ImageWednesday evening, April 30th, Deborah Levy, our Visiting Professor of Writing in Illustration delivered a lecture on Gertrude Stein.

A faith in oneself as an individual voice, a determination to engage the world and qualities of energetic curiosity emerged as themes in Levy’s Lecture. These themes were located in Gertrude Stein’s personal journey and involvement in the Parisian Avant Garde of the early 20th century.

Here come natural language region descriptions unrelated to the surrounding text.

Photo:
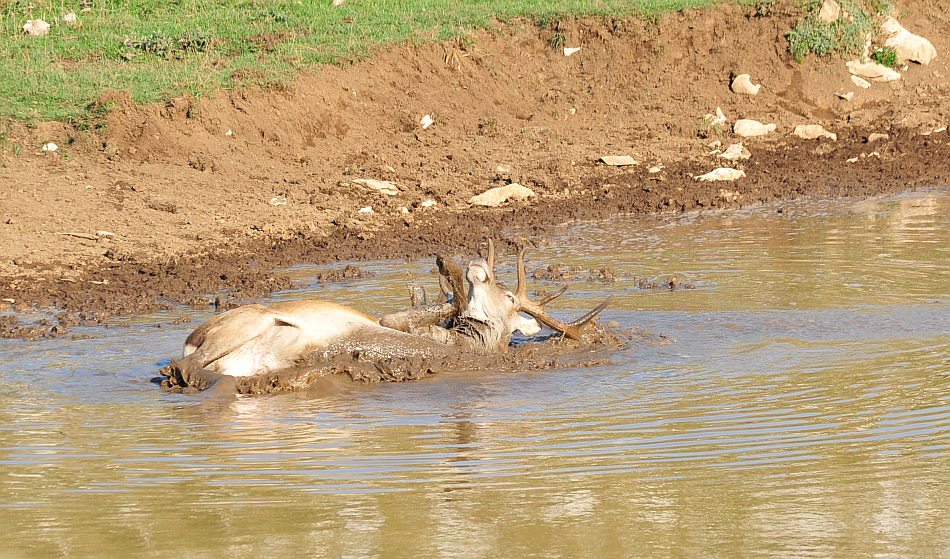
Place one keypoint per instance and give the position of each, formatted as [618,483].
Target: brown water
[803,410]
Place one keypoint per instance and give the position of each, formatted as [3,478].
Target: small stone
[742,84]
[907,45]
[748,128]
[618,160]
[829,12]
[735,152]
[383,187]
[499,195]
[873,71]
[721,174]
[36,28]
[813,131]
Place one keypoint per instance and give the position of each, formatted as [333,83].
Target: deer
[478,317]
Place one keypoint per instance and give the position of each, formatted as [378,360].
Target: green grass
[844,36]
[159,49]
[885,56]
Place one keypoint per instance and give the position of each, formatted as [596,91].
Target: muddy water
[802,409]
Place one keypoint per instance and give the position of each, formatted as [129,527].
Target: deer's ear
[527,326]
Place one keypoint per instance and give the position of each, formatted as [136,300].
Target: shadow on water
[802,409]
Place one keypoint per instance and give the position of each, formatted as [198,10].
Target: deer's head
[492,304]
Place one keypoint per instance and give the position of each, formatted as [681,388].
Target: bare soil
[207,197]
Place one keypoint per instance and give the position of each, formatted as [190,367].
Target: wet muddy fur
[544,353]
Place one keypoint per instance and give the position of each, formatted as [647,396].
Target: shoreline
[180,202]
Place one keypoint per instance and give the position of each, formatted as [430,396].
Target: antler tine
[449,270]
[536,309]
[552,296]
[522,290]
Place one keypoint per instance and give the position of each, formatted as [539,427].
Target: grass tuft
[160,49]
[847,35]
[886,56]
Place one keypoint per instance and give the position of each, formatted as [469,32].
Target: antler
[490,258]
[450,278]
[536,309]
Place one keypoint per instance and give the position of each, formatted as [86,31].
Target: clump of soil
[595,349]
[205,198]
[347,272]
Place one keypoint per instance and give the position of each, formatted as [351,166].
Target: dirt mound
[207,196]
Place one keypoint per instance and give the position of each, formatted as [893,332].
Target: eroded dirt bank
[207,197]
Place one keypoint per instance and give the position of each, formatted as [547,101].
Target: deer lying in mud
[480,319]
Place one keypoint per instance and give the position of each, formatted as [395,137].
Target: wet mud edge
[137,283]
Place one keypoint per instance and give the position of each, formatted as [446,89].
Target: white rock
[721,174]
[829,12]
[383,187]
[36,28]
[908,45]
[618,160]
[499,195]
[813,131]
[743,85]
[728,195]
[748,128]
[873,71]
[735,152]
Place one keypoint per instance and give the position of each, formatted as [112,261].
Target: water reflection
[803,410]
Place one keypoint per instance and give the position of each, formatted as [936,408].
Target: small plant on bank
[846,35]
[885,56]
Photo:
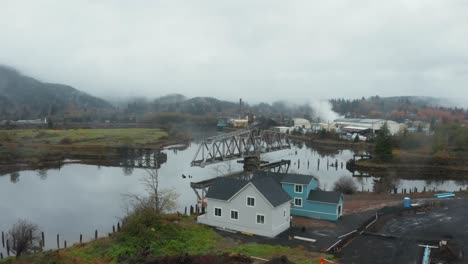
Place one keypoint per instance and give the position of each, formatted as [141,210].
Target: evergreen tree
[383,144]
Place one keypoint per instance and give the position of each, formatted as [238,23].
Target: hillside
[180,104]
[22,97]
[400,108]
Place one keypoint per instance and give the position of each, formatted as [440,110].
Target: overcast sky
[257,50]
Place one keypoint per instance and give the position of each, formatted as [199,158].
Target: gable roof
[297,178]
[284,177]
[272,191]
[225,188]
[324,196]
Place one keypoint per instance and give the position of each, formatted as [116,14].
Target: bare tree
[159,201]
[23,237]
[345,185]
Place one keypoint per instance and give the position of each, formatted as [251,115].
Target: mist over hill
[22,97]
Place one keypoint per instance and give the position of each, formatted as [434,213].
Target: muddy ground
[446,221]
[401,232]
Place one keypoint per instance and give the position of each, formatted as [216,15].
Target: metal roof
[324,196]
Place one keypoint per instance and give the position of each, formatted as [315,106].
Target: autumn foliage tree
[383,144]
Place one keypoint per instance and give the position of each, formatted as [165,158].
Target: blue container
[407,202]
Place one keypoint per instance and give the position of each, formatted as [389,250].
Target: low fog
[260,51]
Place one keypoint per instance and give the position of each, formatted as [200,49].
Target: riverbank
[172,236]
[46,148]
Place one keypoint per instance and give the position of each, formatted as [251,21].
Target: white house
[259,206]
[302,123]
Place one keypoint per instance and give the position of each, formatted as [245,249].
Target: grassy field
[172,236]
[84,137]
[34,146]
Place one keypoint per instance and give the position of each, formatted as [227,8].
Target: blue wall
[309,208]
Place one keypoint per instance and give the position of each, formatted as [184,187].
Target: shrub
[345,185]
[66,141]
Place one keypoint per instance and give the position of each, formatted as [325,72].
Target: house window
[298,188]
[250,201]
[298,202]
[217,211]
[260,219]
[234,214]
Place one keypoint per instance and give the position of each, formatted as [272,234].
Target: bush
[345,185]
[66,141]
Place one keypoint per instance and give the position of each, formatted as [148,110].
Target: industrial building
[372,125]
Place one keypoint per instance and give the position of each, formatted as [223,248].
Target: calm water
[77,199]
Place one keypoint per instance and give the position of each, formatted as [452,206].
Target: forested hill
[400,108]
[180,104]
[22,97]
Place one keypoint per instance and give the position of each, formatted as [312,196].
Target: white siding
[274,224]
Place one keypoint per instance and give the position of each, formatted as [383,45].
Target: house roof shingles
[297,178]
[324,196]
[272,191]
[225,188]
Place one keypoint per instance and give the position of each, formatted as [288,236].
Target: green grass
[85,137]
[172,236]
[34,146]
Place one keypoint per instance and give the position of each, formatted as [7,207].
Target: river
[78,199]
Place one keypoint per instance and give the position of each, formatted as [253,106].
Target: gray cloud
[258,50]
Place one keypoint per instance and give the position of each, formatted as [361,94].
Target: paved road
[448,221]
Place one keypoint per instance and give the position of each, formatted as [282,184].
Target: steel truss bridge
[239,144]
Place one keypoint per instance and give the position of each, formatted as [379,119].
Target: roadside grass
[173,235]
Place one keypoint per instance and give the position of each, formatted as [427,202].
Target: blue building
[307,199]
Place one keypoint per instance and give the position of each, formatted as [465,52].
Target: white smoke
[322,109]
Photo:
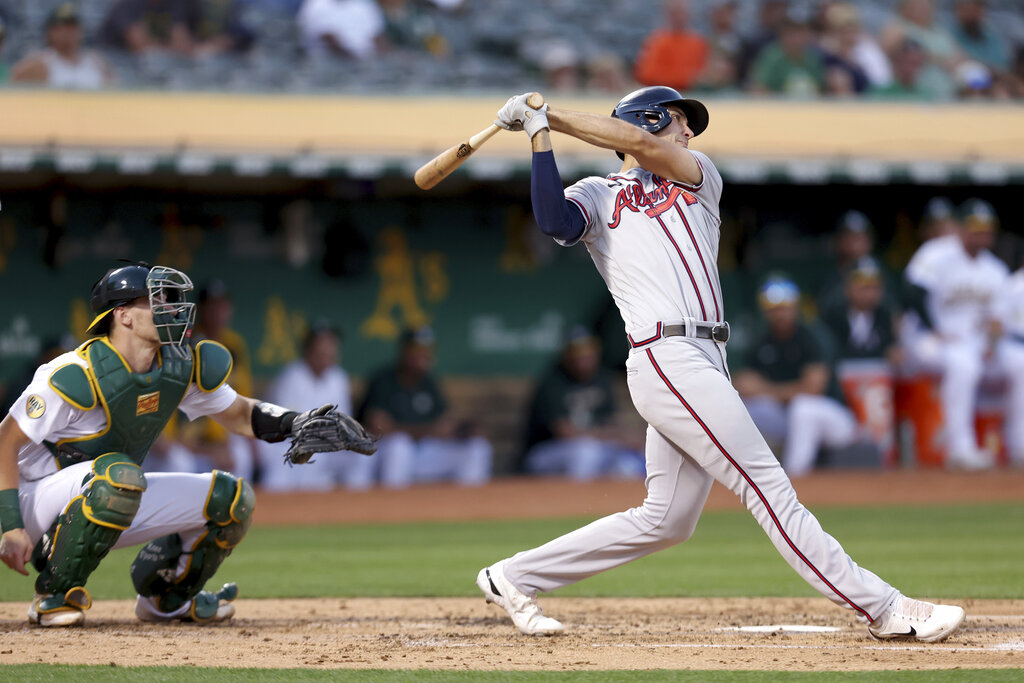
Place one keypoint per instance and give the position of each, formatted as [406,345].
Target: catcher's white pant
[172,503]
[698,431]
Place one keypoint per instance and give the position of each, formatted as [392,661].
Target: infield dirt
[601,633]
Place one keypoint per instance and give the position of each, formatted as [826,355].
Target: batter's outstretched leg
[693,403]
[677,489]
[171,571]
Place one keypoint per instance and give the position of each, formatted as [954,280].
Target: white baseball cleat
[54,610]
[922,621]
[525,613]
[207,607]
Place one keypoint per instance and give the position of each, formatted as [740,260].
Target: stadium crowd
[835,375]
[911,49]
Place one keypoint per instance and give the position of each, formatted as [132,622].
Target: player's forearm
[555,216]
[600,131]
[11,440]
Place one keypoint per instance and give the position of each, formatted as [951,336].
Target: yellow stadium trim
[68,398]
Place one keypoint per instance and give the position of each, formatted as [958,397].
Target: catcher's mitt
[325,429]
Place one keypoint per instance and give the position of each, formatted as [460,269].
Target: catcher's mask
[166,290]
[647,109]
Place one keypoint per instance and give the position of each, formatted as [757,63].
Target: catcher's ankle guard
[271,423]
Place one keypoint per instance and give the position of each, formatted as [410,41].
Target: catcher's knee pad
[157,571]
[90,524]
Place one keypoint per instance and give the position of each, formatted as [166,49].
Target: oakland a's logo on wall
[35,407]
[147,402]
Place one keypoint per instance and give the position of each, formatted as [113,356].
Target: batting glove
[517,115]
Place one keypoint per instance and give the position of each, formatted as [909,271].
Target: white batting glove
[517,115]
[505,117]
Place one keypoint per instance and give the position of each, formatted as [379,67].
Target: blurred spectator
[974,81]
[721,71]
[785,381]
[409,26]
[607,73]
[977,38]
[791,66]
[203,443]
[914,77]
[853,59]
[62,63]
[571,428]
[3,67]
[420,441]
[559,67]
[770,18]
[342,28]
[951,285]
[1009,310]
[218,28]
[916,22]
[673,55]
[314,380]
[151,26]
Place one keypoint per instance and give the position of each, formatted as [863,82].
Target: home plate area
[788,634]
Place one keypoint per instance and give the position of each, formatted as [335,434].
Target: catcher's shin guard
[90,524]
[157,572]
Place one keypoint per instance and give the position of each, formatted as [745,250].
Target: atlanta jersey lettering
[654,243]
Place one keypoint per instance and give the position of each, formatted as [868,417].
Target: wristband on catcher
[272,423]
[10,511]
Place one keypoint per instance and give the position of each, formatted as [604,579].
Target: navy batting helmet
[647,109]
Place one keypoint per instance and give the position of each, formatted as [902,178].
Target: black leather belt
[716,331]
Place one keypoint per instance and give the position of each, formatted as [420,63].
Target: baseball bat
[440,166]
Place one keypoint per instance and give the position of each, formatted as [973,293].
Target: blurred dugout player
[785,381]
[1009,309]
[862,328]
[420,440]
[571,429]
[313,380]
[952,282]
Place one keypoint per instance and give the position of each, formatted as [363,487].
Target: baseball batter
[652,230]
[71,449]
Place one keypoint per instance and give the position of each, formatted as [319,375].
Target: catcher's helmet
[166,290]
[640,107]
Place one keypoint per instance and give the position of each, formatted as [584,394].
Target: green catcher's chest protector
[138,406]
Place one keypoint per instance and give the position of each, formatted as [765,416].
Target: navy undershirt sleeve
[556,216]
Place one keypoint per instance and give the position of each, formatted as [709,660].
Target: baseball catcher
[72,486]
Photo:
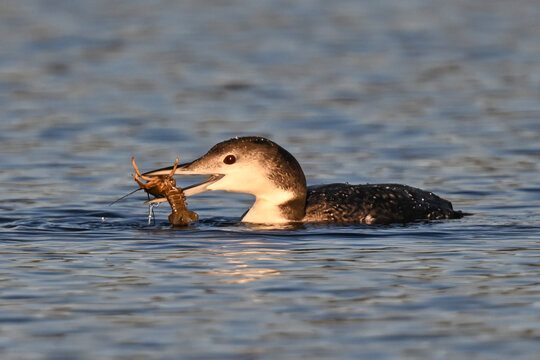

The lecture was not driven by a particular historical or theoretical enquiry into the complex life or work of Gertrude Stein, but by a series of illustrative encounters; her challenge to the norms of punctuation, her use of non-linear literary form, her life with Alice B Toklas and conversations with Picasso. Deborah’s lecture adopted a voice which was both poetic and musical, subverting the tone of the lecture into a form which approached that of a song where her readings of Stein’s poetry illuminated a text which encouraged the audience to have faith in creative acts, intellectual rigour and play.


A light in the moon the only light is on Sunday. What was the sensible decision. The sensible decision was that notwithstanding many declarations and more music, not even notwithstanding the choice and a torch and a collection, notwithstanding the celebrating hat and a vacation and even more noise than cutting, notwithstanding Europe and Asia and being overbearing, not even notwithstanding an elephant and a strict occasion, not even withstanding more cultivation and some seasoning, not even with drowning and with the ocean being encircling, not even with more likeness and any cloud, not even with terrific sacrifice of pedestrianism and a special resolution, not even more likely to be pleasing. The care with which the rain is wrong and the green is wrong and the white is wrong, the care with which there is a chair and plenty of breathing. The care with which there is incredible justice and likeness, all this makes a magnificent asparagus, and also a fountain.